The method is called least squares method because of the application to linear regression in the plane, where the problem is to find, for a given set of points, a line that best describes the set as a part of the graph of a linear function. The solution is the line that minimizes the sum over this set of points of the squares of the vertical distances of the point to the line.
Find the least squares solution to the problem:
\[
\matrix{4 & -2 \\ -1 & -3 \\ -2 & -2} \,\vec{x} = \cv{-1\\-1\\5}
\]
\(\vec{x}={}\) \(\cv{-\frac{113}{178}\\-\frac{59}{178}}\)
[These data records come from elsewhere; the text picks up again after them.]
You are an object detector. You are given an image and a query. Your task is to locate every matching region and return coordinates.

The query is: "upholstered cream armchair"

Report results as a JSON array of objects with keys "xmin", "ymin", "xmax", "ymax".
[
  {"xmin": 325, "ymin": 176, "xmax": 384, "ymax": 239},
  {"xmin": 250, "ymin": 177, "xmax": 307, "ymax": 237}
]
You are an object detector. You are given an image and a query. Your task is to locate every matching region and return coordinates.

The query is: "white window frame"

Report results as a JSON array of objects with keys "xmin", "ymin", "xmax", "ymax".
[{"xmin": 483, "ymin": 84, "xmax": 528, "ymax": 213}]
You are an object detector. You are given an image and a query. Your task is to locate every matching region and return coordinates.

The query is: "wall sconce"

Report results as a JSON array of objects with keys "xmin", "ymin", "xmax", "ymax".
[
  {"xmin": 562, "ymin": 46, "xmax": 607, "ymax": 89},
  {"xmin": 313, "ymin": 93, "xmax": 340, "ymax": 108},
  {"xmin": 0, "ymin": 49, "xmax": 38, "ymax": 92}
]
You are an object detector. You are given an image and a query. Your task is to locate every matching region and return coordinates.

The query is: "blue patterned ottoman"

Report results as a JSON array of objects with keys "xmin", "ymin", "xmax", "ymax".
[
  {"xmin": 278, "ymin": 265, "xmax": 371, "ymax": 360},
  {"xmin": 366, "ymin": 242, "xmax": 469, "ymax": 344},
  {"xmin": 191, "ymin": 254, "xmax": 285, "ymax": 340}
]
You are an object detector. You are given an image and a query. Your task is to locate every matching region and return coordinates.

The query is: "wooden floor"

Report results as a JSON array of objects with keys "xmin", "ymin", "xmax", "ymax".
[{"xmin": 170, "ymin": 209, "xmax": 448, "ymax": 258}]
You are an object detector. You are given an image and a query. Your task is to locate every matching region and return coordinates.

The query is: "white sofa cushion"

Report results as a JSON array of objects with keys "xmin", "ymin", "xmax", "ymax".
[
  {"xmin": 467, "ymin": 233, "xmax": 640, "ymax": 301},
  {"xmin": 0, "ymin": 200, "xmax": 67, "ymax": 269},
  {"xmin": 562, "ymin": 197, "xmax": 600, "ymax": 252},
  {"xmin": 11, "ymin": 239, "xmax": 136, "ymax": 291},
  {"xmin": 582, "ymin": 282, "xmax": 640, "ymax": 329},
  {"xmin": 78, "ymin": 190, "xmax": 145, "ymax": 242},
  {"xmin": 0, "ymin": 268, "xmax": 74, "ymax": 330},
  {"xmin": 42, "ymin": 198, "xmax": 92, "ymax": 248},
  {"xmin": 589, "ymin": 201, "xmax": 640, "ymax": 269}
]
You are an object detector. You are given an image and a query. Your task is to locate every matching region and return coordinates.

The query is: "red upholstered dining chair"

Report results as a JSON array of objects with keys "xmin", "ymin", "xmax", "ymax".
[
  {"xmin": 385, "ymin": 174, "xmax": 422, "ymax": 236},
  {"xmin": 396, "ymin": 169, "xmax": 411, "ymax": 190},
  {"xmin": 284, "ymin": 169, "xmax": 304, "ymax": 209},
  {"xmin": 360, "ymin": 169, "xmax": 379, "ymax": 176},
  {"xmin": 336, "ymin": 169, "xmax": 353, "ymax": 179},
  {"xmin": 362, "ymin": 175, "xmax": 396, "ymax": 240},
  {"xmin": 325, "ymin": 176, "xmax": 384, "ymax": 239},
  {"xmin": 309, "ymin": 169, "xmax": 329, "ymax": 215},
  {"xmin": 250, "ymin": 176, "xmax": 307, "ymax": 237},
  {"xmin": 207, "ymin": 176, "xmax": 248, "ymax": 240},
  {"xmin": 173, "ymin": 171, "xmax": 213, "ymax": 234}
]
To find the least squares solution \(\vec{x}\) to this problem, we need to solve \(A^{\top}A \vec{x}=A^{\top}\,\vec{b}\), where
\[
A=\matrix{4 & -2 \\ -1 & -3 \\ -2 & -2} \phantom{xx} \text{ and } \phantom{xx}
\vec{b}= \cv{-1\\-1\\5}
\] We calculate \(A^{\top}A\) and \(A^{\top}\,\vec{b}\):
\[\begin{aligned}
A^{\top}A &= \matrix{4 & -1 & -2 \\ -2 & -3 & -2}\matrix{4 & -2 \\ -1 & -3 \\ -2 & -2}\\
&= \matrix{4\cdot4-1\cdot-1-2\cdot-2 & 4\cdot-2-1\cdot-3-2\cdot-2 \\ 4\cdot-2-1\cdot-3-2\cdot-2 & -2\cdot-2-3\cdot-3-2\cdot-2}\\
&= \matrix{21 & -1 \\ -1 & 17}
\end{aligned}\] and
\[\begin{aligned}
A^{\top}\,\vec{b} &= \matrix{4 & -1 & -2 \\ -2 & -3 & -2} \cv{-1\\-1\\5}\\
&= \matrix{4\cdot-1-1\cdot-1+5\cdot-2 \\ -2\cdot-1-3\cdot-1-2\cdot5}\\
&= \matrix{-13 \\ -5}
\end{aligned}\] Therefore, the augmented matrix corresponding to \(A^{\top}A\vec{x}=A^{\top}\,\vec{b}\) is
\[\left(\begin{array}{cc|c}
21 & -1 & -13 \\
-1 & 17 & -5
\end{array}\right)\] Solving this with
row reduction, we find
\[\begin{array}[t]{ll}
\left(\begin{array}{cc|c}
21 & -1 & -13 \\
-1 & 17 & -5 \\
\end{array}\right)
&
\begin{array}[t]{ll} \sim\left(\begin{array}{rr|r} 1 & -{{1}\over{21}} & -{{13}\over{21}} \\ -1 & 17 &
-5 \end{array}\right) & \\\\ \sim\left(\begin{array}{rr|r} 1 & -{{1}\over{21}} & -{{13}\over{21}} \\ 0 & {{
356}\over{21}} & -{{118}\over{21}} \end{array}\right) & \\\\ \sim\left(\begin{array}{rr|r} 1 & -{{1}\over{21
}} & -{{13}\over{21}} \\ 0 & 1 & -{{59}\over{178}} \end{array}\right) & \\\\ \sim\left(\begin{array}{rr|r} 1
& 0 & -{{113}\over{178}} \\ 0 & 1 & -{{59}\over{178}} \end{array}\right) \end{array}
\end{array}\] Hence, \(\vec{x}=\cv{-\frac{113}{178}\\-\frac{59}{178}}\)
Because the matrix #A^{\top}A# is invertible, we also could have calculated the least squares solution by inverting #A^{\top}A# and performing the calculations as presented in the theory.